L.B. : Effectivement, l’ANM était une grande avancée et a permis notamment d’améliorer la prime de fin d’année et de lier le nombre de jours de congés à l’âge, ce qui est très important pour l’allègement du temps de travail et l’harmonisation travail/vie privée.
3ème avancée : la sérénité du débat … pour avancer ensemble sur les droits des travailleurs
L.B. : Pour moi la troisième avancée, c’est tout ce que l’on va encore construire dans les prochaines années. Nous avons, au sein de la commission paritaire wallonne, une gestion pragmatique du secteur entre partenaires sociaux (l’Eweta, les syndicats, l’AViQ et le Cabinet). Nous sommes d’ailleurs en train de travailler sur des dossiers comme la formation, … La communication est là, on n’est pas toujours d’accord bien entendu mais le dialogue est serein. C’est aussi une grande avancée pour le secteur ou du moins un élément saillant pour continuer à œuvrer pour les droits des travailleurs. On a une vision commune pour le futur des ETA et la dynamique est bonne.

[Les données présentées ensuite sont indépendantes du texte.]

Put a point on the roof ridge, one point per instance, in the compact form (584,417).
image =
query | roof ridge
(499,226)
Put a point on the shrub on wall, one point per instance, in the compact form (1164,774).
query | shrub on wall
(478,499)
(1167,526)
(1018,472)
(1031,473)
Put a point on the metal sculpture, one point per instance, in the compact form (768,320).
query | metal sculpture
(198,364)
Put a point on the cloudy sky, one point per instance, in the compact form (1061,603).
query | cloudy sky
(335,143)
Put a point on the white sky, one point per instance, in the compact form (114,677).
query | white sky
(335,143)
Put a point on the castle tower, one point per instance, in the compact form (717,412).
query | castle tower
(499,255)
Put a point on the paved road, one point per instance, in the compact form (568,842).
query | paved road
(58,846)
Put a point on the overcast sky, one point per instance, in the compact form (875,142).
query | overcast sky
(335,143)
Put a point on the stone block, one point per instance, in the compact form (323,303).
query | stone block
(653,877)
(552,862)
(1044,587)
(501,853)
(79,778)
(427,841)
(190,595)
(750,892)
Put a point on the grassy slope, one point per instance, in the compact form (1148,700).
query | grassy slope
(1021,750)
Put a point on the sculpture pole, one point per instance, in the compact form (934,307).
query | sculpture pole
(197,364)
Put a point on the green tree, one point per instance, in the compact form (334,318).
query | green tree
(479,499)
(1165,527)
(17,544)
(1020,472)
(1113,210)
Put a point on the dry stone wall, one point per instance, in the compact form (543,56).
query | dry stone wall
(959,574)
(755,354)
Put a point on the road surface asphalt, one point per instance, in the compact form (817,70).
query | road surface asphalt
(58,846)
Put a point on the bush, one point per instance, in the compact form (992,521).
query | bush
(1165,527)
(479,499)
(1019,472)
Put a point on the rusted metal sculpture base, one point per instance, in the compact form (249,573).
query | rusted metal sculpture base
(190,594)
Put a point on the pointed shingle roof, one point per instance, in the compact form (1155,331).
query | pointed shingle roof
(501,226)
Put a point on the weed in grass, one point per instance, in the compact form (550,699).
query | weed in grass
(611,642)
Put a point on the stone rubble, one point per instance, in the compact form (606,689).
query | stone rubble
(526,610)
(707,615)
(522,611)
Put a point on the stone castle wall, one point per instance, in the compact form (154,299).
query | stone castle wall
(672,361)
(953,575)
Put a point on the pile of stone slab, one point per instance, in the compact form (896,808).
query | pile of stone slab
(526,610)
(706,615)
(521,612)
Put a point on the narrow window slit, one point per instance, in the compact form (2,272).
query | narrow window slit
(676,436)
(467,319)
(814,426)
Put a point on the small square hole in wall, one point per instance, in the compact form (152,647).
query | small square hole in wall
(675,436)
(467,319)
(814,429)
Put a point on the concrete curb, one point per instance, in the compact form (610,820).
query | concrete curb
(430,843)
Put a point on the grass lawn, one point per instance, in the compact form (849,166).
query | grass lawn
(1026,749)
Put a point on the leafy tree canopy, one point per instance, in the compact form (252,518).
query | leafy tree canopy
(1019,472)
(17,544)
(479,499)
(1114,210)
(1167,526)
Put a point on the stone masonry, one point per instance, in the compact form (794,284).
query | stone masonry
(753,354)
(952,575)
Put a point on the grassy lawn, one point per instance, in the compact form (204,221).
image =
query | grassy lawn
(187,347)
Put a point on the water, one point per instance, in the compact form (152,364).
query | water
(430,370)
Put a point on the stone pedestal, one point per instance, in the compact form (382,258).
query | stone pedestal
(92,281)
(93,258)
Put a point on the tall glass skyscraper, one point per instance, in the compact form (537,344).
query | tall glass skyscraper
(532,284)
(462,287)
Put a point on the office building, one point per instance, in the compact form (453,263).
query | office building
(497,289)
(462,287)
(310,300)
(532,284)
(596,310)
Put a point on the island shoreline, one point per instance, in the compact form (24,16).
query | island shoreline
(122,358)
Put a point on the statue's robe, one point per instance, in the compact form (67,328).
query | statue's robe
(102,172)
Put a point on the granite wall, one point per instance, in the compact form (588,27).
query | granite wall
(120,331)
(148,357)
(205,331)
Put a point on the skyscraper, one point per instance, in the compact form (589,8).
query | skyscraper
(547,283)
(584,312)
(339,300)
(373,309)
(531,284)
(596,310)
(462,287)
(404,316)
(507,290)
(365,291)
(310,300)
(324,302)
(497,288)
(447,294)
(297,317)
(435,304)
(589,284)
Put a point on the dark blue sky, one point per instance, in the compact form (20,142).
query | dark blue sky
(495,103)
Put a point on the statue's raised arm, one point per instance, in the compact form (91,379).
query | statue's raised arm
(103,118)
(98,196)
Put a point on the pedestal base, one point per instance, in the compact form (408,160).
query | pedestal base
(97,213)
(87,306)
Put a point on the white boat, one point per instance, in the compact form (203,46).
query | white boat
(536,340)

A.L. : Je suis sur la même longueur d’onde : on est maintenant dans une configuration où on arrive à aller de l’avant au sein du secteur avec une concertation constructive. On travaille et on construit aujourd’hui des aspects plutôt qualitatifs : Fonds de formation, postes d’ergonomes itinérant, grille barémique pour les travailleurs de production, … et c’est ça la troisième avancée. Cette construction est pensée pour que l’objet social des ETA puisse mieux se réaliser. Et alors, il y a tout ce que l’on fera demain. On a déjà réalisé de grandes choses, nos prédécesseurs ont déjà beaucoup fait mais nous avons encore du travail pour que les conditions de travail soient les plus propices et les plus adaptées possible aux travailleurs. On sait qu’on a l’endroit pour pouvoir en discuter et les interlocuteurs pour construire des choses intelligentes dans le secteur malgré un contexte socio-économique et règlementaire compliqué.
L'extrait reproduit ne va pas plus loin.